While a local favorite, more than half of Rhythm N' Blooms' attendees are from outside the area, a trend Brackeen said she hopes will continue.
"It has the potential to put us on the map as a musical machine," Brackeen said. "When I moved here 15 years ago, the last word I would have used to describe Knoxville was cool, and now people are seeing that it really is."
The festival has also worked to introduce other changes. Whiskey and moonshine have been added to the usual wine and beer menu and trolleys will be available to transport people from various parking locations across the city. In addition to the artist-led music workshops, this year will also see yoga and rock climbing clinics along with a group bike ride led by cellist Ben Sollee on the Urban Wilderness trails totaling 42 miles.
Rhythm N' Blooms takes place the opening weekend of the Dogwood Arts Festival which Erin Solcum, the marketing manager for Dogwood Arts, said means art is still an important component of the festival despite the addition of musical acts in recent years.
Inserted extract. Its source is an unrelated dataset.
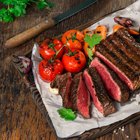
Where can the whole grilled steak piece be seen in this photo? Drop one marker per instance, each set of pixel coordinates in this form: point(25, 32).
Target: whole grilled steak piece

"Our Americana roots music festival spotlights storied songwriters and rich performances from jazz to world-class bluegrass to indie – and everything in between," Solcum said. "We're working together with the hundreds of artists, venues, vendors, volunteers, sponsors and logistical teams to promote and celebrate our region's arts, culture and breathtaking natural beauty to not only our residents, but also our visitors."
Along with art found along the festival grounds, there are also five other art exhibit openings happening throughout Knoxville at the same time. Last year kicked off the first Knox County Schools Guitar Design Contest, which was received with great popularity and will be returning again this year.
"We're also working with many local artists, design firms, architects and visionaries who are helping us transform historic Jackson Avenue and Knoxville Botanical Garden & Arboretum with art installations, signature looks, entrances and warmth," Solcum said.
Always looking toward making the festival bigger and better each year, Brackeen listed Jack White, Willie Nelson and The Black Keys as dream acts to play Rhythm N' Blooms at some point. And Smith?
"Personally, I'd want the Stones," Smith joked. "But if we could get an act like Mumford & Sons or The Avett Brothers to come, then I would know the festival had made it big."